El realizador y músico islandés —uno de los mayores compositores de bandas sonoras durante la última década en el circuito cinematográfico internacional— alcanzó a dejar en fase de producción final antes de su muerte en Berlín, a causa de una sobredosis de cocaína (2018), este filme protagonizado por la voz de la afamada actriz inglesa Tilda Swinton, y donde su versátil autor reflexiona desde una faceta metafórica y audiovisual, acerca del final de cualquier forma de vida, 2 mil millones de años en el futuro.
Por Horacio Ramírez
Publicado el 13.10.2020
La vida promedio del sol es calculada por los astrofísicos en unos 10 mil millones de años. A mitad del camino de esa vida (tal como si el Dante lo hubiera previsto) errante se encontró en selvas oscuras el primer antropoide capaz de pensar… de modo que le quedan por delante —siguiendo los mismos algoritmos— otros cinco mil millones de años para seguir evolucionando… quizás físicamente o quizás no, pero sí es seguro que nos transformaremos en lo mental y espiritual.

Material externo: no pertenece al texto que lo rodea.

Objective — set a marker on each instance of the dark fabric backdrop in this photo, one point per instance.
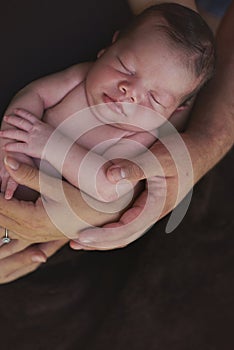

Tal el tema central de The Last and First Men (2020), película de cine experimental basada en la novela de 1930 Last and First Men: A Story of the Near and Far Future (Los últimos y primeros hombres: una historia del cercano y lejano futuro), escrita por el británico Olaf Stapledon y que narra, precisamente, la evolución humana durante los dos mil millones de años que siguen al presente, hasta que un cataclismo cósmico —el estallido de una supernova— acabará con toda forma de vida… y no ya en la Tierra sino en Neptuno.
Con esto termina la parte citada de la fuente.